Amazon S3

This topic provides information for configuring the Amazon S3 data source.

Working with files stored in S3

You can query files and directories stored in your S3 buckets. Dremio supports a number of different file formats. See Files and Directories for more information.

Amazon Configuration

Amazon configuration involves:

  • Providing AWS credentials
  • Providing IAM Policy requirements

Amazon S3 Credentials

To list your AWS account's S3 buckets as a source, you must provide your AWS credentials in the form of your access and secret keys. You can find instructions for creating these keys in Amazon's Access Key documentation.

[info] Note: AWS credentials are not necessary if you are accessing only public S3 buckets.

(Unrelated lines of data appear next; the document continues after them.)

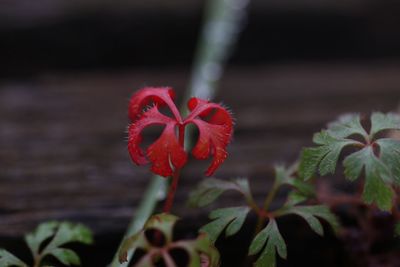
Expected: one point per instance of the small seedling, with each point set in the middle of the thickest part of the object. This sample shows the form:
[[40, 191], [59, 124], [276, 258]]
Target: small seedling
[[47, 241]]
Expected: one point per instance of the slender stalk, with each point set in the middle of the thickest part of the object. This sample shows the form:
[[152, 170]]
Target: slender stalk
[[213, 49], [267, 203], [154, 193]]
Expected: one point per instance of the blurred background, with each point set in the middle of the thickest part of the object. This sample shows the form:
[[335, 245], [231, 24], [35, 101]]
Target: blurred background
[[68, 68]]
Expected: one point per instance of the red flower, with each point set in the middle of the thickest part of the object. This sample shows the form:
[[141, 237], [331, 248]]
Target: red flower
[[167, 153]]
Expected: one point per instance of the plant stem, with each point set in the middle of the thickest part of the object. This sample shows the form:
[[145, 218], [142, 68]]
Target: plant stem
[[267, 203], [212, 50], [150, 198]]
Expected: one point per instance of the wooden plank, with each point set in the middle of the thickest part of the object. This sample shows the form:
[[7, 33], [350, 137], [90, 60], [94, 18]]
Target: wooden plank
[[63, 137]]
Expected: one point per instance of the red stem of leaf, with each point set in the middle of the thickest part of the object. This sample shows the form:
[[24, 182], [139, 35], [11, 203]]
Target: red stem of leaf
[[175, 177]]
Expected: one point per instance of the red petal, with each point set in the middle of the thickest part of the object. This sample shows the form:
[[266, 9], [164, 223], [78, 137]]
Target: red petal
[[164, 150], [158, 95], [214, 134]]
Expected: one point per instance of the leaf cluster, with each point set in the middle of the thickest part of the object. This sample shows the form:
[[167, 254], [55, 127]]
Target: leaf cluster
[[47, 240], [375, 157], [157, 241], [268, 242]]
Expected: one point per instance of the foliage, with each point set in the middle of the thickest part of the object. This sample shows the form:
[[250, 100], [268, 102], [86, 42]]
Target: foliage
[[269, 240], [167, 153], [47, 240], [376, 157], [156, 239]]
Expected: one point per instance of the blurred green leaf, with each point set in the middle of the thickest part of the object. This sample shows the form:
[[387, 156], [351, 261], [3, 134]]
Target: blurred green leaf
[[272, 241], [377, 188], [9, 260], [381, 122], [58, 234], [196, 249], [230, 218], [378, 158], [210, 189], [312, 214], [66, 256], [397, 229]]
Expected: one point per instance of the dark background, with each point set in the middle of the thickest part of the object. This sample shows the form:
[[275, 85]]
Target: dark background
[[67, 69]]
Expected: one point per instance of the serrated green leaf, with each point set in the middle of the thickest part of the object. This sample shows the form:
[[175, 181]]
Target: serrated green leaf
[[70, 232], [40, 234], [164, 224], [382, 168], [210, 189], [272, 241], [346, 125], [390, 156], [205, 245], [230, 218], [311, 215], [66, 256], [59, 234], [324, 157], [381, 122], [9, 260], [378, 177]]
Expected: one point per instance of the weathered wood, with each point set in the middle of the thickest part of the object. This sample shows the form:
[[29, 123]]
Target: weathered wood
[[63, 137]]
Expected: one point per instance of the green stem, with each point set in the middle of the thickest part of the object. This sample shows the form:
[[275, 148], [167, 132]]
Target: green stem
[[267, 203], [150, 198], [175, 177], [211, 54]]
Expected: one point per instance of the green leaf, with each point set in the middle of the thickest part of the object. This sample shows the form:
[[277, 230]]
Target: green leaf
[[66, 256], [311, 215], [346, 125], [378, 177], [378, 158], [210, 189], [295, 198], [9, 260], [381, 122], [197, 249], [272, 241], [230, 218], [58, 234], [390, 156], [324, 157]]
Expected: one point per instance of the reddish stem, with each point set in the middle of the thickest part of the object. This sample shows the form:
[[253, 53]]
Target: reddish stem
[[175, 176]]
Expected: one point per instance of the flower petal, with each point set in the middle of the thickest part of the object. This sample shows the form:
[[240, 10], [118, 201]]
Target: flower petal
[[166, 151], [157, 95], [215, 126]]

Sample IAM Policy for Accessing S3

The following sample IAM Policy show the minimum policy requirements that allows Dremio to read and query S3.

{
    "Version": "2012-10-17",
    "Statement": [
        {
            "Sid": "Stmt1554422960000",
            "Effect": "Allow",
            "Action": [
                "s3:GetBucketLocation",
                "s3:ListAllMyBuckets"
            ],
            "Resource": [
                "arn:aws:s3:::*"
            ]
        },
        {
            "Sid": "Stmt1554423012000",
            "Effect": "Allow",
            "Action": [
                "s3:ListBucket"
            ],
            "Resource": [
                "arn:aws:s3:::BUCKET-NAME"
            ]
        },
        {
            "Sid": "Stmt1554423050000",
            "Effect": "Allow",
            "Action": [
                "s3:GetObject"
            ],
            "Resource": [
                "arn:aws:s3:::BUCKET-NAME/*"
            ]
        }
    ]
}

Sample IAM Policy for Writing to S3

The following sample IAM Policy shows the minimum policy requirements that allows Dremio to write to S3.
For example, to store reflections on S3.

{
    "Version": "2012-10-17",
    "Statement": [
        {
            "Sid": "VisualEditor0",
            "Effect": "Allow",
            "Action": [
                "s3:PutObject",
                "s3:GetObject",
                "s3:ListBucket",
                "s3:DeleteObject"
            ],
            "Resource": [
                "arn:aws:s3:::BUCKET-NAME",
                "arn:aws:s3:::BUCKET-NAME/*"
            ]
        },
        {
            "Sid": "VisualEditor2",
            "Effect": "Allow",
            "Action": [
                "s3:ListAllMyBuckets",
                "s3:HeadBucket"
            ],
            "Resource": "*"
        }
    ]
}

Dremio Configuration

General

  • Authentication
    • AWS Access Key method -- All or whitelisted (if specified) buckets associated with this access key or IAM role to assume (if specified) will be available. See Advanced Options for whitelisted information.
      • AWS Access Key -- AWS access key.
      • AWS Access Secret -- AWS access secret.
      • IAM Role to Assume -- Used in conjunction with AWS Access Key method.
    • EC2 Metadata method -- All or whitelisted (if specified) buckets associated with the IAM role attached to EC2 or IAM role to assume (if specified) will be available. See Advanced Options for whitelisted information.
      • IAM Role to Assume -- Used in conjunction with EX2 Metadata method.
    • No Authentication -- Only the buckets provided in Public Buckets will be available.
    • Encrypt connection -- Enables secure connections.
  • Public Buckets -- A list of external buckets that are not included with the provided AWS account credentials.

Advanced Options

Advanced options include:

  • Enable asynchronous access when possible (default)
  • Enable exports into the source (CTAS and DROP)
  • Enable compatibility mode (experimental)
  • Root Path -- Root path for the source.
  • Connection Properties -- A list of additional connection properties.
  • Whitelisted buckets - A list of buckets to whitelist.
  • Cache Options
    • Enable local caching when possible
    • Max percent of total available cache space to use when possible.

Advanced Options

[warning] WARNING

If your S3 datasets include large Parquet files with 100 or more columns, then you will need to edit the number of maximum connections to S3 that each processing unit of Dremio is allowed to spawn. This can be done by adding a connection property called fs.s3a.connection.maximum and a custom value greater than the default 100.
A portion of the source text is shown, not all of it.